Yo ya he pasado por la primera de las veces, y la verdad estoy poco menos que obsesionado con el hecho de intentar evitar que me sangren la próxima vez, cuando en x tiempo fallezca mi padre.
A efectos prácticos tengo una cuenta bancaria, de titularidad indistinta, junto con mi padre. La cuestión sería cómo hacer para si veo que mi padre enferma repentinamente retirar el dinero sin que Hacienda lo note.
En apariencia parece fácil, basta pasarse por el banco y retirar el efectivo. Pero es fácil sólo en apariencia. Al fallecer mi madre el banco me hizo un historial con los movimientos de todo el año anterior a dicha fecha.
Se me ocurre, la posibilidad de tener otra cuenta, sólo a mi nombre, en el mismo banco, y llegado el momento, hacer un traspaso entre dos cuentas de las que yo soy titular.
¿Qué opináis? ¿Qué otras cosas hicisteis o harías vosotros?
Os agradecería cualquier tipo de ayuda.
Un saludo.


----------



## capuser (17 Ene 2011)

Estas muy perdido, aparte de que algunas cosas que comentas son simplemente "ilegales"...


----------



## capuser (17 Ene 2011)

En primer lugar... testamento... que tus padres hagan sendos testamentos, dejando la herencia a los hijos, pero el usufructo al cónyuge.

En algunas comunidades autónomas, el impuesto de sucesiones está minorado entre familiares de primer y segundo grado, como es el caso de Madrid (el 99% hasta un límite).

Algunos... transforman, poco a poco, unidades monetarias fiat de cuentas bancarias y papelitos en oro... y guardados en un "esconderite"... después del fallecimiento del familiar, el oro seguirá en el mismo esconderte, sin que el fisco sepa de el... Como todo... con prudencia y "poco a pcoco", Legalmente "habría" que declararlo... 

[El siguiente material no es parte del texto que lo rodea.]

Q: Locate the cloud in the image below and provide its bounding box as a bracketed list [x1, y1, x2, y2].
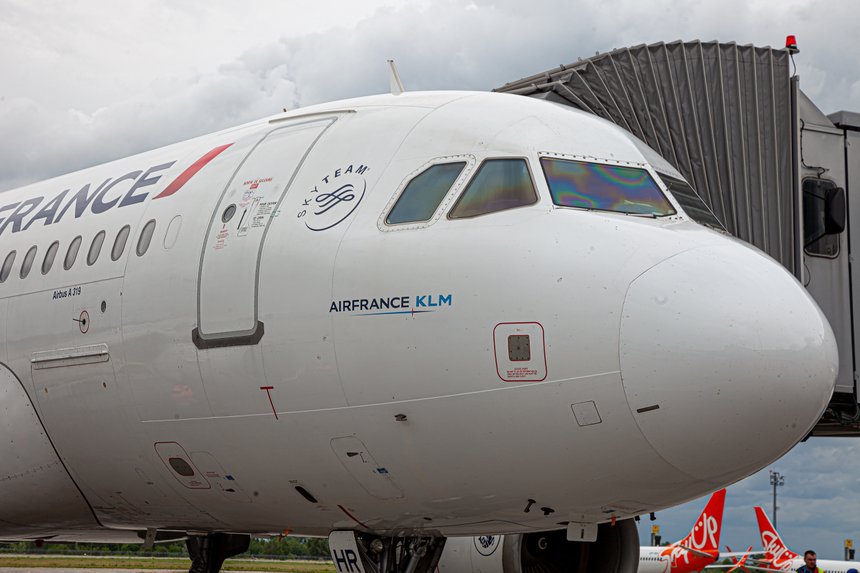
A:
[0, 0, 860, 189]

Los bienes inmobiliarios pueden ser donados en vida, y si estos están en CCAA con deducciones entre familiares por el impuesto de donaciones...


----------



## sarnacho (17 Ene 2011)

Aqui en la comunidad valenciana somos tambien unos privilegiados en este aspecto.


----------



## Axouxere (17 Ene 2011)

capuser dijo:


> Estas muy perdido, aparte de que algunas cosas que comentas son simplemente "ilegales"...



¿Cosas ilegales? Bueno, no sé. La mitad de ese dinero es ya mio, es la parte que era de mi madre y ya pagó impuestos por ello. Se trataría de pagar lo mínimo cuando fallezaca mi padre.
¿Y qué significa estar perdido? ¿Hacer las cosas legalemnte?
Un saludo y gracias.


----------



## Axouxere (17 Ene 2011)

capuser dijo:


> En primer lugar... testamento... que tus padres hagan sendos testamentos, dejando la herencia a los hijos, pero el usufructo al cónyuge.
> 
> En algunas comunidades autónomas, el impuesto de sucesiones está minorado entre familiares de primer y segundo grado, como es el caso de Madrid (el 99% hasta un límite).
> 
> ...



Yo estoy en Asturias, y aquí -creo que es copia de la normativa estatal- no pagan si se declaran menos de 150000 €; pero yo soy hijo único y es por tanto fácil sobrepasar esa cantidad, al heredar piso y dinero. Sólo si hay varios hermanos y la vivienda es una birria pues no se alcanza esa montante.
Lo de ir sacando dinero poco a poco no lo veo del todo mal, pero claro, mi padre no me lo da todo ahora, jejeje. Ni yo se lo pido claro, no soy tan capullo.


----------



## AYN RANDiano2 (17 Ene 2011)

* La donación en vida paga muchos menos impuestos (ahora bien, si hay fallecimiento hasta un año después computa como sucesión).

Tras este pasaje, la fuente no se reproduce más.